Ludovico Dolce, Le Trasformationi, Venezia 1553 (II ed.), canto XIX, p. 200
Ma voglio dirvi quello, ch’adivenne
non son molt’anni a la sorella mia:
quantunque il rimembrar sempre mi tenne
col cuore acerbo; e tiemmi tuttavia.
D’un altra sua moglier, ch’a morte venne
mio padre, per non dirvi la bugia;
hebbe una figlia (ch’io d’un’altra
poi nacqui) ch’assai fu bella a giorni suoi.
Piacq’ella a Febo senza paragone,
e’ngravidolla: indi mio padre lei
diede per moglie al nobile Andremone;
che sopra ogn’altra donna amò costei.
V’era un bel lago in quella regione,
di che ’l nome contar non vi saprei,
da un lato havea un poggetto tutto pieno
di verdi mirti, in ogni parte ameno.
Vi và costei, ch’era Driope detta,
portando in braccio un piccolo figliuolo;
che tuttavia tenea la poppa stretta
ne a pena havea fornito un’anno solo.
V’ando per far di qualche ghirlandetta
dono a le Ninfe del Montano stuolo.
Non lunge al lago a la più fresca riva
v’era un loto, ch’allor tutto fioriva.
Colse Driope alquanti di que’fiori
per dargli in mano al vago fanciulletto:
io mi trovava seco; e vidi fuori
de’ propri fiori uscire il sangue schietto:
e per verace inditio di dolori
tremaro i rami: onde agghiacciommi ’l petto.

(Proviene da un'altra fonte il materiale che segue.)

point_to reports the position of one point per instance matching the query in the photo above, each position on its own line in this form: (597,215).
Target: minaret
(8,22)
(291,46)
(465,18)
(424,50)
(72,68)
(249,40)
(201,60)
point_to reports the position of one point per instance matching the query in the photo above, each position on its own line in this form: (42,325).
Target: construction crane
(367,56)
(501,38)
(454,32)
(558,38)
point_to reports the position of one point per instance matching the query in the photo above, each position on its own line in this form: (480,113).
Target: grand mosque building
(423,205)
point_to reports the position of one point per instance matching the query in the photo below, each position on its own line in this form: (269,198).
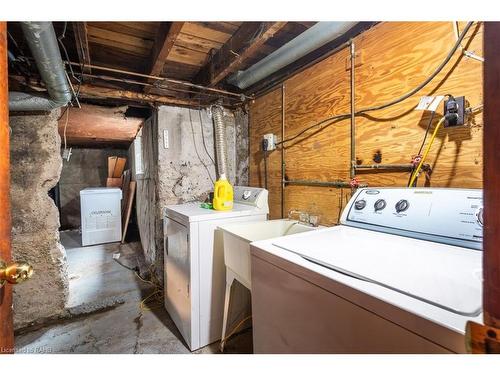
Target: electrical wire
(426,132)
(393,102)
(65,126)
(424,156)
(203,138)
(196,148)
(265,168)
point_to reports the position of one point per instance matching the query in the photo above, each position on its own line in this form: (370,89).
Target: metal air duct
(42,42)
(310,40)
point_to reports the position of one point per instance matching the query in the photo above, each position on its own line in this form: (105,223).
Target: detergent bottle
(223,194)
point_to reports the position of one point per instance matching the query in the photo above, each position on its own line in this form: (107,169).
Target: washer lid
(443,275)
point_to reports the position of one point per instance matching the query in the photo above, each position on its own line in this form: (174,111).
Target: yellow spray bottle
(223,191)
(223,194)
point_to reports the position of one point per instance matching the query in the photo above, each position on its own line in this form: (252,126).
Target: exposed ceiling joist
(82,45)
(99,92)
(164,41)
(93,125)
(243,45)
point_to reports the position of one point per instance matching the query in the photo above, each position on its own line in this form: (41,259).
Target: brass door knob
(14,273)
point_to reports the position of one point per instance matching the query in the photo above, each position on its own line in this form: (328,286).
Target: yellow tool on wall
(223,194)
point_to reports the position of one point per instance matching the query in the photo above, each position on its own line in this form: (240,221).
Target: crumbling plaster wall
(35,169)
(184,164)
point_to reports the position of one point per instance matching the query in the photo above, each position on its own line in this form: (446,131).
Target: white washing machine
(401,274)
(195,277)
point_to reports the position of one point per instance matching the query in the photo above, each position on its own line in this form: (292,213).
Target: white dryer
(401,274)
(195,275)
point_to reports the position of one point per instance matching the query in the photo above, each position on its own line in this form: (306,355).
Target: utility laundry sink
(237,239)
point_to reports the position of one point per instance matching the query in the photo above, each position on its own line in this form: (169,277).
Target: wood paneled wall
(392,59)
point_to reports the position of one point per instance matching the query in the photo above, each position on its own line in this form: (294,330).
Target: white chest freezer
(101,215)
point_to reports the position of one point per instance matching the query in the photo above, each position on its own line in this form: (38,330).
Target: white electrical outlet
(271,141)
(165,138)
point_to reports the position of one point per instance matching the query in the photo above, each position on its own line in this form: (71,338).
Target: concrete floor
(96,279)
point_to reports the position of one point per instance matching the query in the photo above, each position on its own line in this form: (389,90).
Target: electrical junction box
(455,105)
(269,142)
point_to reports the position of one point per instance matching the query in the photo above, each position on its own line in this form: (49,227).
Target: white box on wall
(101,215)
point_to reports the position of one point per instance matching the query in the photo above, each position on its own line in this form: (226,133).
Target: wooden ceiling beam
(243,45)
(99,92)
(82,45)
(164,42)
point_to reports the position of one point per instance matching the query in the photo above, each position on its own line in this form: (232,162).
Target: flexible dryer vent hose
(220,140)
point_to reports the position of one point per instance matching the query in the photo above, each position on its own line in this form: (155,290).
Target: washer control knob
(479,216)
(359,205)
(402,205)
(380,204)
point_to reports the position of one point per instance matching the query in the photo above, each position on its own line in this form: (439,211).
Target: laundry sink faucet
(304,217)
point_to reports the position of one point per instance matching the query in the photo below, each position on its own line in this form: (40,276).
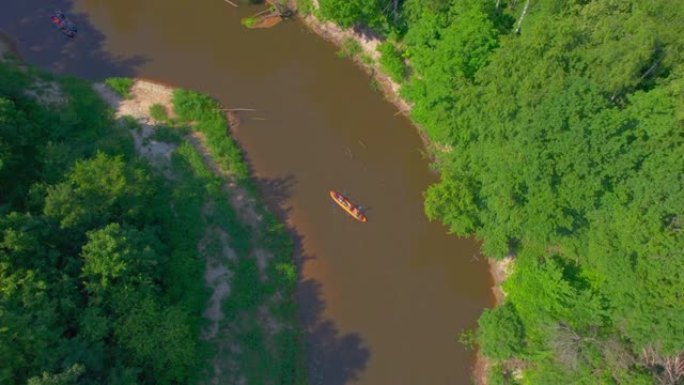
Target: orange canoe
(348,206)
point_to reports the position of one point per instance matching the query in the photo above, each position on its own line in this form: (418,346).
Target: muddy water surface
(382,301)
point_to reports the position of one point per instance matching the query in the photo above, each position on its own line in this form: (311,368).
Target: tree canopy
(557,128)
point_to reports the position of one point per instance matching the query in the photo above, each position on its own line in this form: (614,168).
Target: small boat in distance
(62,22)
(348,206)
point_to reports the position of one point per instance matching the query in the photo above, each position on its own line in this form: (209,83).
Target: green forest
(101,280)
(557,127)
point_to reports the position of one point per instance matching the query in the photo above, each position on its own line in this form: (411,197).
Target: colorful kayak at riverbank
(63,23)
(348,206)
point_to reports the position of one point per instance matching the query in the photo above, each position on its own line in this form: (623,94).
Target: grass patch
(159,113)
(121,86)
(392,62)
(367,59)
(249,22)
(167,134)
(208,119)
(305,7)
(350,48)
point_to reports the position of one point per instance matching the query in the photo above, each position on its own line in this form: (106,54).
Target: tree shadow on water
(39,42)
(333,358)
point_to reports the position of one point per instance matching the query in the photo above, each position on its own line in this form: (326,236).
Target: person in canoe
(62,22)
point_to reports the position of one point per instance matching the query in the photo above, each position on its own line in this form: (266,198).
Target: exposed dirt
(217,274)
(46,93)
(369,44)
(499,270)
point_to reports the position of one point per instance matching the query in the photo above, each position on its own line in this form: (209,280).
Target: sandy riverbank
(499,270)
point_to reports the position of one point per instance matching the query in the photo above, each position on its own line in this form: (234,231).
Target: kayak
(63,23)
(348,206)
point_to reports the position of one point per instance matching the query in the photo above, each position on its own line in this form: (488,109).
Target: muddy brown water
(383,301)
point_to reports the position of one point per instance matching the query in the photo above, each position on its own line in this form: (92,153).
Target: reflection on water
(382,301)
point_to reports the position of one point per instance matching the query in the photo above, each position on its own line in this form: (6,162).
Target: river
(383,301)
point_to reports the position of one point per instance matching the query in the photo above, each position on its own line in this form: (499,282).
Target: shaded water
(383,301)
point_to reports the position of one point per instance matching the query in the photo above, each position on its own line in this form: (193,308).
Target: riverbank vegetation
(556,127)
(103,252)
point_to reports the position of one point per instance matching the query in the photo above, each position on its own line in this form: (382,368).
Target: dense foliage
(102,257)
(558,132)
(98,284)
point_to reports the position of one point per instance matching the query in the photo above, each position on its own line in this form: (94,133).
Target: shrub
(167,134)
(501,332)
(350,48)
(392,62)
(159,113)
(121,86)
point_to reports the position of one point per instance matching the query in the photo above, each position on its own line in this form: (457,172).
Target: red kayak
(348,206)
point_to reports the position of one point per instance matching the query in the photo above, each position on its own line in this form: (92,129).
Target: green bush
(249,22)
(392,62)
(350,48)
(167,134)
(501,332)
(159,113)
(210,121)
(121,86)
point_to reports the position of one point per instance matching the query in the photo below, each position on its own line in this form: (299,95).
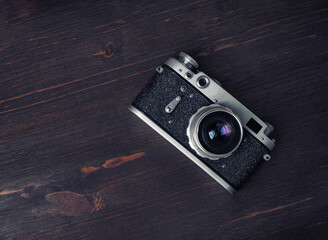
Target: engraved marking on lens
(202,82)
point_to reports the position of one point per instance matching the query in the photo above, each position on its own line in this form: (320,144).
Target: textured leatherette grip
(161,90)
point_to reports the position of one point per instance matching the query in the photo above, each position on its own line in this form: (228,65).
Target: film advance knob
(188,61)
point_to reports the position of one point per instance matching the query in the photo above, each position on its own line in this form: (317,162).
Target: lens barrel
(214,132)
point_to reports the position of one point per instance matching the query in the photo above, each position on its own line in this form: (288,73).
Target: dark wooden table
(76,164)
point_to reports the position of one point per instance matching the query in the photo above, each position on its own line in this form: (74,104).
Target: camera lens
(219,132)
(214,132)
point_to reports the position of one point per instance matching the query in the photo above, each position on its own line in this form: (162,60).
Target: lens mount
(214,132)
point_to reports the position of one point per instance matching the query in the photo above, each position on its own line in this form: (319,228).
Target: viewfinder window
(253,125)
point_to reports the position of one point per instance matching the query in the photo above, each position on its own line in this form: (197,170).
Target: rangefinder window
(254,126)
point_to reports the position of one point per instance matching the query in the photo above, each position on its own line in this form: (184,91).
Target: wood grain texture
(76,164)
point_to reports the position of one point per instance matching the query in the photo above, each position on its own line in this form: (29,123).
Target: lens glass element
(219,132)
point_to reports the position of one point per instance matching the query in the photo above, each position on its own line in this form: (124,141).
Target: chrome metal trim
(193,127)
(192,157)
(218,95)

Intesi poi, che quella, ch’era pianta,
fu Ninfa gia di quella Selva santa.
E fu conversa in arbore, fuggendo
da Priapo, nemico d’honestade,
al cui fatto narrar non mi distendo;
ch’essendo intenta da altro, non accade.
La mia sorella alhor meco temendo,
e di dolor ripiena, e di petade,
perdon chiese a le ninfe di quel loco
e da quell’arbor s’allontana un poco.
Ma volendo partirsi, ritenuta
da tenaci radici, a forza resta.
Si scuote in vano, in vano ella s’aiuta,
in van si duole, in van move la testa:
ch’a poco a poco in arbore si muta:
cresce la scorza, e le fa dura vesta
volle stracciar le belle chiome bionde,
et ambedue le mani s’empie di fronde.
Il suo figliuolo, che fu nomato Anfiso,
sente le poppe dure e ’l latte asciutto.
Lo riguardava con smarrito viso
il legno, che copria già il corpo tutto:
ne potendo aiutarla, m’era aviso
seco ogni mio vigor fosse distrutto:
e desiai più volte (e fu ben degno)
d’esser ascosa anch’io sotto quel legno.
Ecco il marito, & ecco il padre arriva,
cercan Driope: & io dimostro a quelli
il loto, e l’empia scorza, che copriva
lei tutta, fuor che ’l viso e gliocchi belli.
Con l’alma sbigottita, e quasi priva
di vita, gl’infelici e meschinelli
abbraccian quella pianta; le cui fronde
stillan lagrime calde a guisa d’onde.
E, mentre, che ’l parlar non le si toglie,
diss’ella: a tutti il ver mi faccia fede,
ch’io non fei cosa, onde l’humane spoglie
perdessi, se ad un misero si crede.
S’io mento, caggin tutte le mie foglie,
e secchi il tronco de la cima al piede,
e sia poscia tagliato, & arso al foco,
di me voto lasciando il verde loco.
Ma levate il bambin, ch’io tengo ancora
fra questi rami; e fate, che sovente
sotto l’arbore mio faccia dimora,
e bei del latte, e scherzi dolcemente:
e, quando ei parlerà, che spesso alhora
ne saluti la madre humanamente:
ma che lunge da i laghi i passi stenda;
ne fiore alcun giamai d’arbore prenda.
Pensi, che in ciascun’arbore s’asconda
sotto a la dura scorza alcuna dea.
Tu padre, e tu sorella, s’egli abonda
pietade in voi (piangendo ella dicea)
non lasciate giamai, che ramo, o fronda,
di me senta ne man ne falce rea:
ne morso alcuno, che mi faccia oltraggio,
poi ch’al mondo soccorso altro non haggio.
E poscia, ch’io non posso a voi piegarmi
piacciavi d’inalzare ambe le braccia,
e di stringermi alquanto e di basciarmi,
mentre ancora di me resta la faccia.
Prendete il mio figliuolo; ch’occultarmi
sento dal legno, che ’l mio collo abbraccia.
Cresce la scorza; e senza che mi tocchi
la vostra man, da se mi chiude gliocchi.